What is this, the latest outrage funded by the National Endowment for the Arts? No, it’s an exhibit of paintings by Jack Kevorkian. And you couldn’t have asked for a better illustration of the real Dr. Death.

Many Americans have been drawn in by sympathetic media accounts, and view Kevorkian’s suicide machine as a rational and compassionate solution for the sick and suffering. Or they view him as at worst a harmless crank. But in a recent article in the New Republic, Michael Betzold says reporters have kept Kevorkian’s background and true agenda firmly under wraps.


For example, Kevorkian was given the nickname “Dr. Death” decades ago—not because he favored assisted suicide, but because he enjoyed photographing patients’ eyes as they lay dying. Kevorkian also campaigned for the legalization of medical experiments on prison inmates. As a young pathologist, he conducted bizarre experiments, such as transfusing blood from corpses into live volunteers.

But the most chilling of Kevorkian’s private compulsions is his conviction that doctors alone should make life-and-death decisions.

During his murder trials, Kevorkian frequently reassures the public that “the patient always has… absolute autonomy;” that doctors are ethically bound to honor the patient’s decision.
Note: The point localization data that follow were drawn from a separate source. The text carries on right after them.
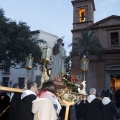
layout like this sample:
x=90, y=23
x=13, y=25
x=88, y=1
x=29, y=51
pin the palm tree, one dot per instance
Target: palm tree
x=85, y=44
But listen to what he said during a 1993 interview. When asked who should determine when someone’s life is no longer worth living, Kevorkian snapped, “That’s up to physicians, and nobody can gainsay what doctors say.”

In other words, if Kevorkian says it’s time for you to check out, don’t even think of arguing.

Even worse, Kevorkian once testified that his goal was to implement “a rational policy of planned death for the entire civilized world.” A chilling scenario.

Americans have been taken in by Kevorkian’s rhetoric of autonomy—the idea that the patient should decide if he wants to live or die. But this is a classic diversionary tactic. Ever since the great founder of medicine, Hippocrates, doctors have been morally committed to preserving life. The current talk of autonomy is nothing but a ploy to get rid of the traditional ethic in favor of a deadly new one.

As bioethicist Nigel Cameron puts it, “Autonomy is a smokescreen for the introduction of a new substantive ethic… [for] sinister new values.”

Kevorkian exemplifies this ethical sleight of hand. He’s been so dressed up by the media and by his own slick language that we don’t realize what’s really behind his actions.

In fact, maybe we ought to be grateful for Kevorkian’s grotesque artwork, because it’s helping to expose the real Jack Kevorkian. As one art lover put it: “I used to respect what [Dr. Kevorkian] did. These paintings changed my mind. He’s a sick person.” She added: “How do I know he doesn’t do what he does because he enjoys killing people?”

In light of what we now know about Kevorkian’s history, that’s an excellent question.